CHICAGO IL - JANUARY 16: Quarterback Matt Hasselbeck #8 of the Seattle Seahawks runs off the field after the Seahawks 35-24 defeat to the Chicago Bears in the 2011 NFC divisional playoff game at Soldier Field on January 16 2011 in Chicago Illinois. (Photo by Andy Lyons/Getty Images)
If the NFL in 2011 goes by the rules it had in place for the 2010 league year, as many people expect it to, the Hawks will have to adhere to a funny little parity mechanism called the "Final Eight" rule. The rule is in place to severely limit the amount of unrestricted free agent signings a team in the top four of the playoffs and to somewhat limit the next four left as well, hence the final eight. Since the Hawks beat New Orleans to enter the quarterfinals of the NFL Playoffs, they fall into the second tier of four and theoretically will have to follow those rules.
The rules state (from what I understand) that the Hawks may sign only one player to a contract that pays $4,925,000 or more. The good news for the Hawks is that they can still sign an unlimited amount of players with a first-year salary of less than $3,275,000 as long as their 2nd year totals don't increase more than 30%.
Additionally, teams 5-8 may also sign an unrestricted free agent if one of their unrestricted free agents signs elsewhere, so long as the newly signed player makes an equal or lesser amount than that departing player. So, in other words, if Matt Hasselbeck were to leave and sign elsewhere for say $7 Million a year, the Hawks would then be able to sign a new free agent within that budgetary range (thanks to jteckmann for the summary as well).
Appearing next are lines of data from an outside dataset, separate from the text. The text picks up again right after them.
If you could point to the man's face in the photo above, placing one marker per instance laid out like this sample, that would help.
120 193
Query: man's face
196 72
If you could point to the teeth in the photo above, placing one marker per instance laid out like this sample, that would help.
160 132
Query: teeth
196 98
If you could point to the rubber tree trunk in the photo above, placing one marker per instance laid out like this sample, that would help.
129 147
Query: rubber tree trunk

For a team that's trying to get younger and build through the draft, this rule isn't really a big deal, but it's something to keep in mind as many of us were hoping to make a big splash in free agency. However, with Matt Hasselbeck, Sean Locklear, Ray WIllis, Leroy Hill, Chris Spencer, Kelly Jennings, and Raheem Brock possibly leaving, along with several other lower level free agents as well, it could turn out to be a relative non-factor - we'll just have to wait and see which of the higher-profile and therefore higher-paid free agents will stick around.